The World Passport is an alleged travel document issued by a non-governmental entity called the World Service Authority (WSA), which is the administrative arm of the World Government of World Citizens, to persons who are, in theory, advocates of free global travel and world government. It is one of several official-looking documents issued to people who either perceive statelessness as a desirable condition (but in practice find it to be a huge bother) or to people who have exhausted just about every other way of persuading people of the legitimacy of their person or intentions. The World Passport is generally issued to people who are either deceived or trying to deceive someone and wouldn't qualify for a Nansen Passport even if those still existed.

The idea of global government and/or documentation may be a bit older but this incarnation of global bureaucracy was invented by the WSA founder, the late Mr. Garry Davis, in 1954. This fellow also gave out "honorary" passports to assorted world leaders and celebrities. So he himself held passport number one and none other than the President, or more likely whoever in his entourage was in charge of acquired clutter, held passport number two.

The World Passport is designed to be impressive. It's a bit larger than all but the most imposingly old-fashioned national passports. It uses a startling shade of light turquoise and print similar to what you'd find in an American passport, all of it with more metallic splashes and flourishes. It was machine-readable quite early on so, until national passports caught up with it, the World Passport looked more official than many real passports, especially if you were dealing with abominations like the British and (ex-)Soviet ones, both of which were issued in chicken-scratch well into the computer age.

The fundamental problem with the World Passport is that it is issued by a non-government entity and you could get one for your dog if you tried. Issuing it in "Washington, D.C." (and for a while from a Shanghai office, you can imagine what the Chinese government thought of that) does not make it the bearer's personal pocket consular officer any more than performing fellatio on a genie will get you a 12-inch pianist. The Esperanto text should have tipped you off.

As borders have tightened across the world and air travel in particular is a bureaucratic chore for all who participate, the World Passport is increasingly likely to get you laughed at or arrested. This has always been an issue. Mr. Davis kept a record of his successful admissions and many arrests during his travels and attempted travels. The Passport's issuers claim a modicum of official recognition, which seems to have come primarily from easily impressed African bureaucrats of the younger post-colonial era.

This does not mean that no one will give you a plane ticket or apostille stamp for presenting it. All it takes is one bored clerk.

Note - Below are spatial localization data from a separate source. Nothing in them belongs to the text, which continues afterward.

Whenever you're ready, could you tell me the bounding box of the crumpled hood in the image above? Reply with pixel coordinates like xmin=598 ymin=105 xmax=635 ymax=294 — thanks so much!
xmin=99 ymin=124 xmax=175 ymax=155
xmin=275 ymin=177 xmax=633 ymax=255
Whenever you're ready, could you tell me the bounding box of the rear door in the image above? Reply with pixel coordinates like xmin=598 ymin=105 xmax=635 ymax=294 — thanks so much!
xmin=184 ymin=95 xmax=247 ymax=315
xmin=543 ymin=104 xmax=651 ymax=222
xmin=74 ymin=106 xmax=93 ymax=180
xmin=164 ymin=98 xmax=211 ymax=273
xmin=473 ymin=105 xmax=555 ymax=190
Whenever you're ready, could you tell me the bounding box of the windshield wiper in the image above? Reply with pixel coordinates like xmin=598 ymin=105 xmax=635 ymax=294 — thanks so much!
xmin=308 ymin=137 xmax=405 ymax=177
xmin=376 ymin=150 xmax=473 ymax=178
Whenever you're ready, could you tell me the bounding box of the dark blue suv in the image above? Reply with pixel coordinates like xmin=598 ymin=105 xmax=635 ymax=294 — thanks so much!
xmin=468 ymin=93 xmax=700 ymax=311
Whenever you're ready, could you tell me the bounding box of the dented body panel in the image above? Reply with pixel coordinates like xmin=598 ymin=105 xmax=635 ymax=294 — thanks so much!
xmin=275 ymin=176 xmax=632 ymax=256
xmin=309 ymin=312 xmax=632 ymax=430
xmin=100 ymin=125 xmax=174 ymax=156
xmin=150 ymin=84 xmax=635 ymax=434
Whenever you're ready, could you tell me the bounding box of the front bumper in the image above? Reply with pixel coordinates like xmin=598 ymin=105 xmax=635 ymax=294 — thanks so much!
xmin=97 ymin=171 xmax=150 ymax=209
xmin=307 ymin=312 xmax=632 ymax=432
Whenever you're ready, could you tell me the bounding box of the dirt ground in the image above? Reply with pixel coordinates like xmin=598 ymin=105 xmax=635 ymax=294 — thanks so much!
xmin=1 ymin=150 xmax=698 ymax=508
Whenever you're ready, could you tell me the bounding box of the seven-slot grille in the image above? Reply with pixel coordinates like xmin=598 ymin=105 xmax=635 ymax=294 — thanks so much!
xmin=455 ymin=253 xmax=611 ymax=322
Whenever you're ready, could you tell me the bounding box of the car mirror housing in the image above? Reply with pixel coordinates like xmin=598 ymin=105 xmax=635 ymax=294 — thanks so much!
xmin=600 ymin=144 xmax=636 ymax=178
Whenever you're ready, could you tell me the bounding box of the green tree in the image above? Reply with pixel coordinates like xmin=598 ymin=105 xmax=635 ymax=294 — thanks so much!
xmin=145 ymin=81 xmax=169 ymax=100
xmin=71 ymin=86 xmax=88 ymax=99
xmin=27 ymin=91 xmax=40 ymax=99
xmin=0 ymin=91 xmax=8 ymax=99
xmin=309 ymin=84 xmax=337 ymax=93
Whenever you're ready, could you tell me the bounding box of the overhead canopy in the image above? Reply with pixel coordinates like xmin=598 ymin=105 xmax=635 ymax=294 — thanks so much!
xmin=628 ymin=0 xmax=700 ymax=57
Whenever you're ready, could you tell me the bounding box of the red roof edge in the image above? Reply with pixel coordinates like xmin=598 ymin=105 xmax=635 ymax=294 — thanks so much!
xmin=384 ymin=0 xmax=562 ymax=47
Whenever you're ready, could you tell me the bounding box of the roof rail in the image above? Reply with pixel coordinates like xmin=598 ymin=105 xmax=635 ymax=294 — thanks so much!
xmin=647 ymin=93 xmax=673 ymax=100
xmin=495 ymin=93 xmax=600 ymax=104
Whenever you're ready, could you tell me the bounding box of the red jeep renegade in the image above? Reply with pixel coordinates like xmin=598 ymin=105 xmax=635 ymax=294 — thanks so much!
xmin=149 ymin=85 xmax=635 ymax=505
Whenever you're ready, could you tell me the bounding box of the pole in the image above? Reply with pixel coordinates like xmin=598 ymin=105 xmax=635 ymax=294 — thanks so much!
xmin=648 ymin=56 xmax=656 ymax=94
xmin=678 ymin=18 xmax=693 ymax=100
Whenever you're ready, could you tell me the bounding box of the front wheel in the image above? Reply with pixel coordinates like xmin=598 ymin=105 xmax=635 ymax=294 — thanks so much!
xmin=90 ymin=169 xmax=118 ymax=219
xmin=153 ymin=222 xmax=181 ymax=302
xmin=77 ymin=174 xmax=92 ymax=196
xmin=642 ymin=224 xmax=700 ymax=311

In fact the organisation's web site maintains an archive of entry and visa stamps from an impressive number of countries, and requests that citizens provide images of theirs. Most of these date before the Achille Lauro incident, in which one of the arrested terrorists escaped and went a-roaming and a-missing for a while on a World Passport.

Having done my time in international travel, I saw a number of these passports (and less legitimate efforts at emulating it) so the aforementioned bored clerk was sometimes me. I really did not mind the Passport. Some people actually used it as a second ID. As long as the names matched it could give something like a dog-eared French national identity card or an Iraqi passport with scrawls in five different hands a veneer of technological legitimacy, and was a helluva lot easier to read than either.

Whether my passengers would be allowed onto the boat was not my concern. I cynically sold them the tickets and let border control deal with it. This probably makes me a worse person than you already knew I was. Mind you, I never did get a complaint from the border police, though that might have been because they were not that big on checking outbound documents and, since the holders were likely to be less than legally in the country, would just as soon let the misdocumented passengers be anyone else's problem, Schengen be praised and pass the ouzo. Unless it was the Russian mafia, which was always good for a little shakedown. Their couriers did account for an alarming portion of World Passport holders.

Just in case you think this World Passport thing sounds like something you'd like to try your luck with, here's a former transport professional's warning: This is not your grandpa's (or even my) world of international travel. Even if you manage to trick your way onto public transportation and out of a country, travelling on hokey documents will get you arrested, quizzed, and/or probed, and more likely than not will end with you and the horse you rode in on being expeditiously returned to your point of origin. Now go for it and bon voyage.

It should still be good enough to be admitted to NowhereQuest and some of the territories therein.